VAS, a true feminist if i ever knew one, has a grip on that.

 
At October 2, 2007 at 7:39 PM, Blogger Law Fairy said...

Dude, there are just too many "off" assumptions in your comment for me to put the energy into composing a full response. It's a great example of truthiness. You have made up your mind, so there's no point in arguing about it. No matter what the facts are, you're going to believe that feminists want women to be victims because SOCIETY teaches women to act weaker (if you knew ANYTHING about feminism you would understand that it stands for the opposite of what you've been misled into thinking it stands for).

Further, pointing to examples of outliers does not make an argument. Does the existence of Barack Obama disprove racism? And throwing in non sequitors like the second amendment only obfuscates the real issue.

 
At October 2, 2007 at 7:44 PM, Blogger Law Fairy said...

Also... if VAS is a feminist... and you agree with VAS a lot of the time... then you agree with the feminists.
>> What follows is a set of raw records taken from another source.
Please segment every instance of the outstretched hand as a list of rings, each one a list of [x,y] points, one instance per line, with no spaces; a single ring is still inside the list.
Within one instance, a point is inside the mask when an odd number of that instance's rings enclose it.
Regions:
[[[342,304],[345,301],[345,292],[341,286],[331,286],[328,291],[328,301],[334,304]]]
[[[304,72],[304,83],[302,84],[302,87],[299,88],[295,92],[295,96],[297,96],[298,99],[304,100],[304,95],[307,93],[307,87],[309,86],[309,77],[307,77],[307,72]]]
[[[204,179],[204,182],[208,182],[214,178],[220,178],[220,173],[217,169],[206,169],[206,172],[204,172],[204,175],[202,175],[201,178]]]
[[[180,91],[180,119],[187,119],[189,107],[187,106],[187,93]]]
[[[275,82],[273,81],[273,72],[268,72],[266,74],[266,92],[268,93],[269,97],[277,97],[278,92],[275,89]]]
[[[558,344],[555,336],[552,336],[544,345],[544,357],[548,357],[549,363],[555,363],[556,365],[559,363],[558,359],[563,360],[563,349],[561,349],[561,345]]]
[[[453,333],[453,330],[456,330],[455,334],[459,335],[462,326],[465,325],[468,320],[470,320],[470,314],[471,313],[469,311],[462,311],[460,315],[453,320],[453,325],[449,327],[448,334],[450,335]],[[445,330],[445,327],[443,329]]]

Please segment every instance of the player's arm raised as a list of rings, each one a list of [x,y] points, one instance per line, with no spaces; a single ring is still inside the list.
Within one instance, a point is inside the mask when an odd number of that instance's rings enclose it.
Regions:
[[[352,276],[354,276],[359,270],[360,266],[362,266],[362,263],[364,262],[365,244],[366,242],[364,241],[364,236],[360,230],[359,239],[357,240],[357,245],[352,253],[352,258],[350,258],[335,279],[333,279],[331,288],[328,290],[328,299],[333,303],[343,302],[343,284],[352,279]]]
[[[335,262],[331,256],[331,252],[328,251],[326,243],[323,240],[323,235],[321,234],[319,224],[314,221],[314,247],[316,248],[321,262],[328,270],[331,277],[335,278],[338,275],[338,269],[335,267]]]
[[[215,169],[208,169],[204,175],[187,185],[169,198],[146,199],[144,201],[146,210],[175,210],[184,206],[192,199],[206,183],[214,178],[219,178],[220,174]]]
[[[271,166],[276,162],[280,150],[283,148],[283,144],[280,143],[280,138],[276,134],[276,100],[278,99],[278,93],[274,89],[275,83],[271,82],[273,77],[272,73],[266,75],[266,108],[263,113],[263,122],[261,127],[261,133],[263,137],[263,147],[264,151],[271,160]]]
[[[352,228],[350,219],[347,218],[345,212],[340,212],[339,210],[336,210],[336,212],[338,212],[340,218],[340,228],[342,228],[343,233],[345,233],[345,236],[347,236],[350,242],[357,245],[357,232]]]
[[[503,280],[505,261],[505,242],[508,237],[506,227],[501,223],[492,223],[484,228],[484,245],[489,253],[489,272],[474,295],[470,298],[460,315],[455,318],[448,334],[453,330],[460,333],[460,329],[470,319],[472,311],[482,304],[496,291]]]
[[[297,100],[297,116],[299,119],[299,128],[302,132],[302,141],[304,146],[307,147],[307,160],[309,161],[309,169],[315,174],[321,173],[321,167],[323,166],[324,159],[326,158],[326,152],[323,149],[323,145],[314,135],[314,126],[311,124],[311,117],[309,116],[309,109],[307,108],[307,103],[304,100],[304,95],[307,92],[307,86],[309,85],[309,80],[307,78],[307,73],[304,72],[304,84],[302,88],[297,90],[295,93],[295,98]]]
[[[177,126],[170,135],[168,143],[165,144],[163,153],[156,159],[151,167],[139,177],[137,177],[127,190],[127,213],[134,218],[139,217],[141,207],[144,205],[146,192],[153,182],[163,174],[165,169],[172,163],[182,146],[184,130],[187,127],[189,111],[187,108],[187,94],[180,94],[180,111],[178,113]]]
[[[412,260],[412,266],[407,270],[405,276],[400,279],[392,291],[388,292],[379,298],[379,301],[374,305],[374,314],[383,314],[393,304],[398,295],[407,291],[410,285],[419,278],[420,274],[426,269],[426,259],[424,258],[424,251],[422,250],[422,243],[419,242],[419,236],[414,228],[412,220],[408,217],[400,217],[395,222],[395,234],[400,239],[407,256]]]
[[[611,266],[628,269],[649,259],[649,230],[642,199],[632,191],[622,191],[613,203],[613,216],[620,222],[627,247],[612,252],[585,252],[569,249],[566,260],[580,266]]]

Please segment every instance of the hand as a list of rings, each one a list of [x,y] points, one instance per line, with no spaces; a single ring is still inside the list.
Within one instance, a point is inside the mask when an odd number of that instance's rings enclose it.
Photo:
Right?

(Or is it perhaps the case that "feminism" is not so monolithic as you like to pretend it is?)

 
At October 2, 2007 at 7:59 PM, Blogger Gino said...

actually, what i was trying to do was offer examples of what i am trying to convey to you.
no, i dont think one example demonstrates the full reality, but, as an example, i thought it helpful.
either i was wrong, or i do a poor job of illustrating through the typed word.
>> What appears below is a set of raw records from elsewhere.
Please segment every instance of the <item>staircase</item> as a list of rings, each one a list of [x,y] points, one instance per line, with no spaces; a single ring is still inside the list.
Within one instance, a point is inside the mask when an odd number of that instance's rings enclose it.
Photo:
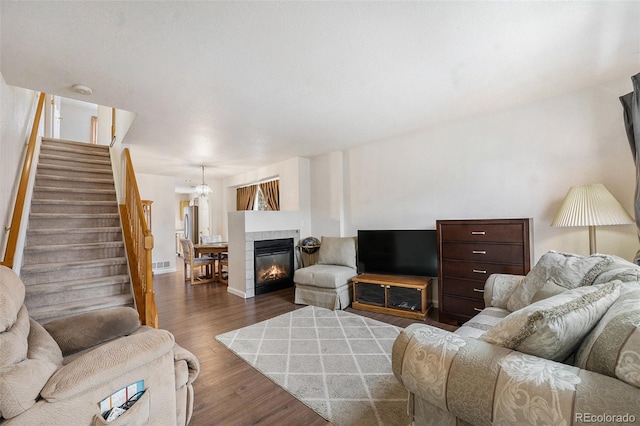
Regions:
[[[109,148],[43,139],[20,276],[47,322],[133,306]]]

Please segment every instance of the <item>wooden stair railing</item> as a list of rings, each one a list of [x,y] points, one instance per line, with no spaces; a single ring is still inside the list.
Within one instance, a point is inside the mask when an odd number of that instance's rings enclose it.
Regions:
[[[156,308],[155,293],[153,292],[153,273],[151,265],[151,250],[153,249],[153,235],[147,225],[142,209],[142,200],[138,191],[138,183],[133,171],[129,149],[123,151],[125,162],[124,204],[120,204],[120,217],[124,233],[127,257],[129,258],[129,272],[133,286],[133,296],[140,322],[150,327],[158,328],[158,309]]]
[[[46,94],[40,93],[38,98],[38,106],[36,114],[33,118],[33,126],[29,136],[27,152],[22,164],[22,172],[20,173],[20,183],[18,184],[18,193],[16,194],[16,203],[13,206],[13,215],[11,216],[11,225],[6,231],[9,231],[7,238],[7,246],[4,251],[4,259],[2,265],[13,268],[13,261],[18,246],[18,237],[20,235],[20,226],[22,224],[22,213],[24,212],[24,203],[27,198],[27,188],[29,187],[29,176],[31,176],[31,167],[33,166],[33,157],[36,151],[36,141],[38,139],[38,128],[40,127],[40,118],[44,109],[44,98]]]

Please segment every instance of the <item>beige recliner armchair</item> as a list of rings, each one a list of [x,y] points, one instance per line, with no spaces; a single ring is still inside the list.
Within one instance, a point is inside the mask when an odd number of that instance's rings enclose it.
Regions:
[[[197,358],[166,330],[140,326],[121,307],[40,325],[25,287],[0,266],[0,423],[185,425],[193,411]],[[145,392],[106,423],[100,402],[144,381]]]

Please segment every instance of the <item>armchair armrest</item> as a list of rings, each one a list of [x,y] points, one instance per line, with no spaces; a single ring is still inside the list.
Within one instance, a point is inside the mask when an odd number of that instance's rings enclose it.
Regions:
[[[53,320],[44,328],[60,346],[62,355],[67,356],[128,336],[140,328],[140,319],[135,309],[119,307]]]
[[[403,330],[392,356],[395,376],[420,404],[471,424],[573,424],[605,415],[640,419],[636,387],[427,325]]]
[[[59,368],[40,395],[49,402],[71,398],[114,380],[173,350],[173,335],[149,329],[105,343]]]
[[[507,302],[524,275],[491,274],[484,283],[484,304],[507,309]]]
[[[177,343],[173,347],[173,360],[174,362],[184,361],[187,363],[189,375],[186,379],[186,384],[190,385],[200,374],[200,362],[191,352],[178,345]]]

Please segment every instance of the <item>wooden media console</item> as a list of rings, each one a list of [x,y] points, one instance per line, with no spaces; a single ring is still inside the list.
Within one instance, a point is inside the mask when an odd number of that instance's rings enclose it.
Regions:
[[[354,309],[423,321],[431,309],[431,278],[360,274],[352,281]]]

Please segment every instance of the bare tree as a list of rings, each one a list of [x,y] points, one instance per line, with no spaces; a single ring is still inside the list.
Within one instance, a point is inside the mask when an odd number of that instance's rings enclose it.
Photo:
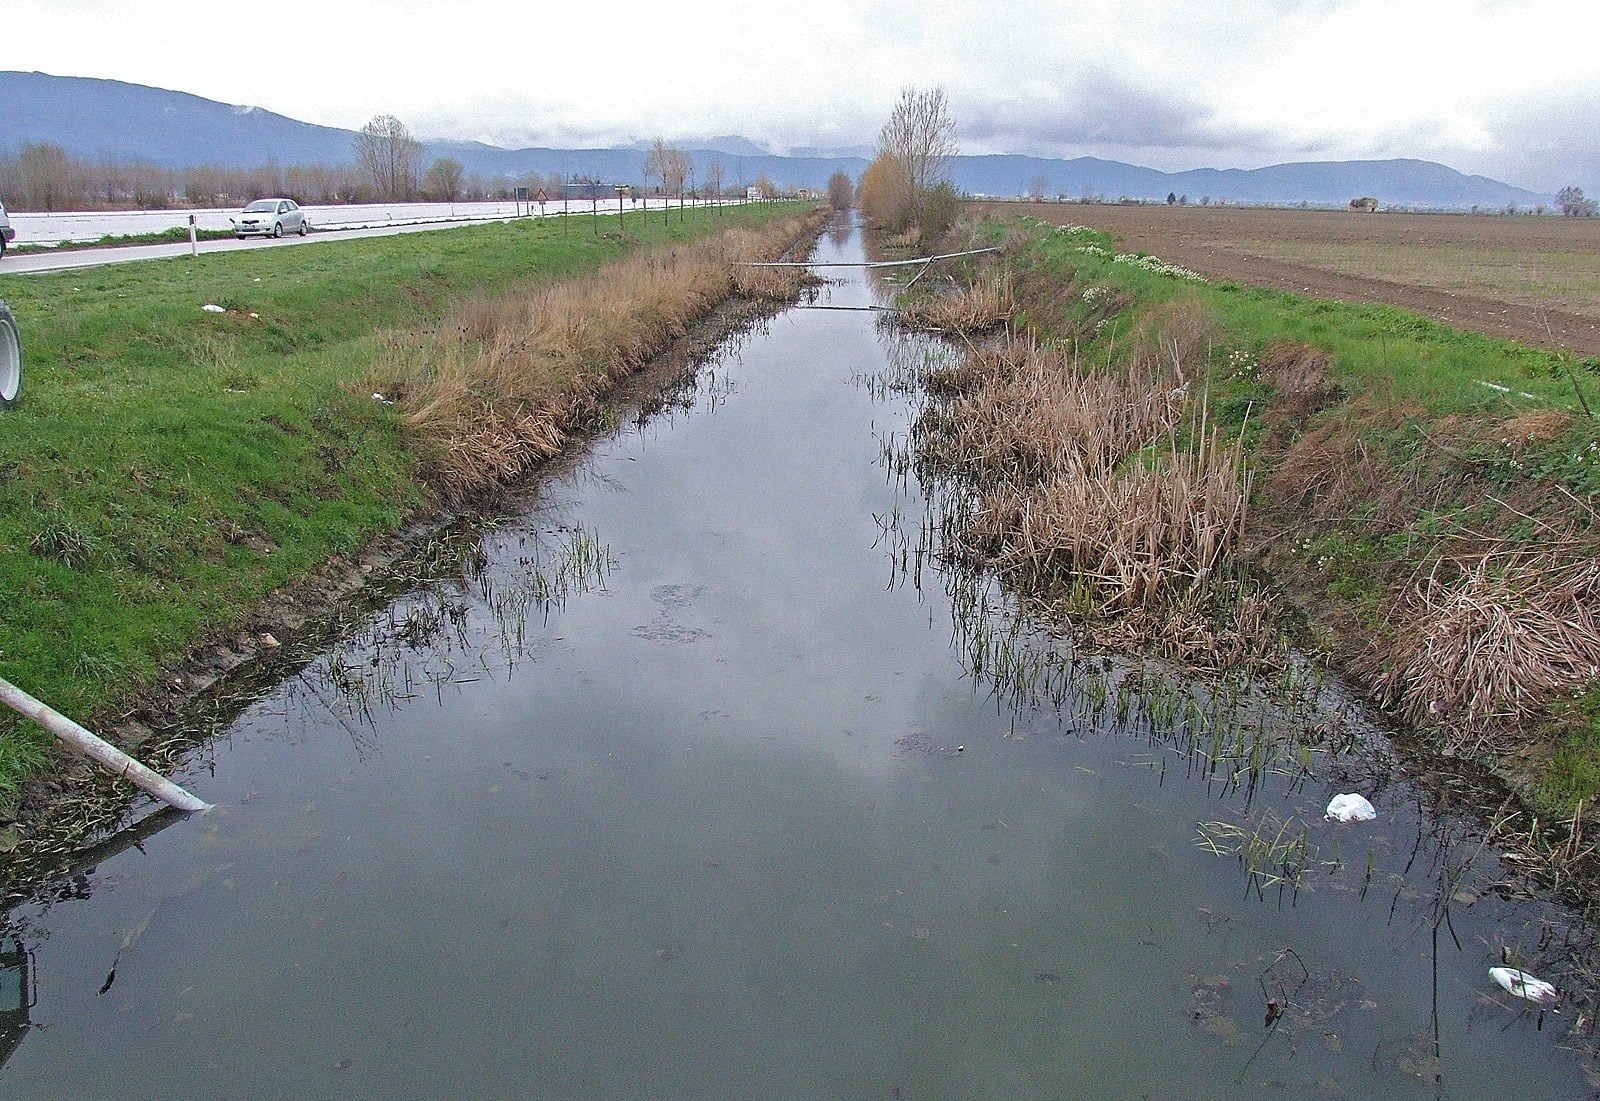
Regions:
[[[945,178],[950,158],[959,152],[956,124],[945,103],[944,89],[902,91],[900,102],[878,134],[878,151],[893,157],[906,174],[912,213],[920,218],[923,199]]]
[[[672,148],[667,150],[666,173],[662,182],[672,194],[683,198],[683,181],[689,178],[689,173],[694,169],[694,161],[682,149]]]
[[[1046,180],[1044,176],[1035,176],[1028,181],[1028,198],[1038,202],[1044,198],[1044,189],[1049,186],[1050,181]]]
[[[70,206],[77,190],[74,166],[67,151],[50,142],[30,142],[17,153],[24,203],[31,210],[61,210]]]
[[[1575,186],[1557,191],[1556,204],[1568,218],[1593,218],[1597,205],[1593,199],[1583,197],[1583,188]]]
[[[711,197],[716,200],[718,207],[722,206],[722,177],[724,170],[721,161],[712,161],[706,168],[706,187],[711,189]]]
[[[856,187],[848,172],[835,172],[828,177],[828,205],[835,210],[849,210],[855,203]]]
[[[417,189],[422,146],[393,115],[377,115],[356,135],[356,159],[379,198],[405,199]]]
[[[446,202],[455,202],[456,196],[461,194],[461,178],[466,174],[466,169],[454,157],[440,157],[428,166],[428,175],[423,180],[423,190],[435,198]]]
[[[672,162],[672,149],[666,142],[657,138],[650,145],[650,152],[644,158],[644,182],[660,180],[666,186],[667,172]]]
as for the 2nd amendment: are you saying the majority of the fem leadership support gun ownership rights as stated in the constitution? thats not what i see.
i see the opposite.
the fem leaders are almost as strong against gun rights as they are for abortion. as a result, it IS a feminist issue. there is no way they can claim nuetrality or even being lukewarm on the topic after seeing their unanimous and vocal-enough position on it.

but i ask: if sexism was eliminated tomorrow, would some of these leaders still have people to buy their books?
they trade in woman's victimhood. that is their livlihood.
no matter how good it gets, they will always behave as if nothing has much changed.
they have to.

am i wrong for having a mind that you say is made up?
isnt your's made up also?

does that mean we cant talk to/or learn something each other?

please,send me an email. :)
its in my profile.

 
At October 2, 2007 at 8:02 PM, Blogger Gino said...

"Also... if VAS is a feminist... and you agree with VAS a lot of the time... then you agree with the feminists. Right?"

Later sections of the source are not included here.